Extension of Finite Particle Method Simulating Thermal-Viscoelastic Flow and Fluid–rigid Body Interactional Process in Weakly Compressible Smoothed Particle Hydrodynamics Scheme

In computational non-Newtonian fluid dynamics, heat transfer has obvious effects on motions of viscoelastic fluids, mechanical mechanism of elasticity, and flow regimes. This study suggests an extended numerical scheme of smoothed particle hydrodynamics and finite particle method within density smoothing (SPH_DSFPM), which involves the discretization of smoothed particle hydrodynamics (SPH) and finite particle method (FPM) within density smoothing (DS) in the weakly compressible flow scheme. A corrected particle shifting technique is incorporated to eliminate tensile instability and inhomogeneity near solid boundaries. A corrected dynamic solid coupled boundary is introduced to deal with casting molding within high-pressure operations, which has a good compatibility between virtual particle method and repulsive force model. Numerical results show that the present scheme has the nearly lower relative error (0.5%) than conventional SPH (2.6%) in the case of evolutionary thermal-viscoelastic Poiseuille flow and heat effects have active influences on velocity, pressure variations for viscoelastic fluid flow around periodic circular cylinders. Three different printing modes of moving printers significantly generate into differentiated forming regimes through high-pressure extrusion.

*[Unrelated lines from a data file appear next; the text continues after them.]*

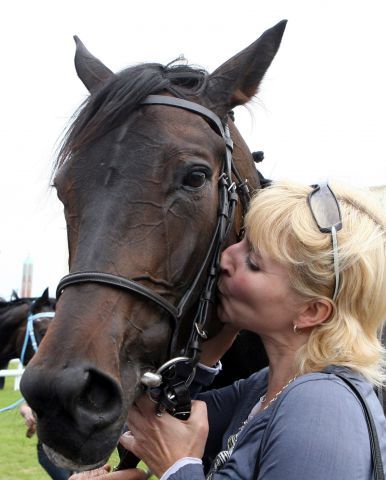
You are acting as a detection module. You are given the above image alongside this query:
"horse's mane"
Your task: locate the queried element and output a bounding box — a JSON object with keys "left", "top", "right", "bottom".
{"left": 55, "top": 62, "right": 209, "bottom": 173}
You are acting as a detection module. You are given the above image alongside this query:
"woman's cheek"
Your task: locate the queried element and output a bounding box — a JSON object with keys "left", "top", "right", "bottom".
{"left": 229, "top": 275, "right": 254, "bottom": 301}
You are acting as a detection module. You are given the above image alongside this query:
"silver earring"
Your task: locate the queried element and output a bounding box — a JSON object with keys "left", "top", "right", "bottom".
{"left": 293, "top": 324, "right": 300, "bottom": 334}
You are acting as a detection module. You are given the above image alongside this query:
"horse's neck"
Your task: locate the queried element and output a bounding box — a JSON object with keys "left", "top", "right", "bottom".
{"left": 0, "top": 303, "right": 28, "bottom": 325}
{"left": 229, "top": 121, "right": 260, "bottom": 192}
{"left": 0, "top": 304, "right": 29, "bottom": 356}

Adaptive particle distributions possess robust flow evolutions, by which the shocked jets can be tracked well and the sinking velocities of wedge entering into solutions can be numerically probed well considering different cuspidal biting angles. In the case of macroscopic fluid–rigid body interactions, the statistical degree of deviation on probed forces with experiments is relatively 4.35% and that is 12.5% for SPH. The proposed numerical scheme has a good performance on improved accuracy, convergence, and stability for simulating transient thermal-viscoelastic flows.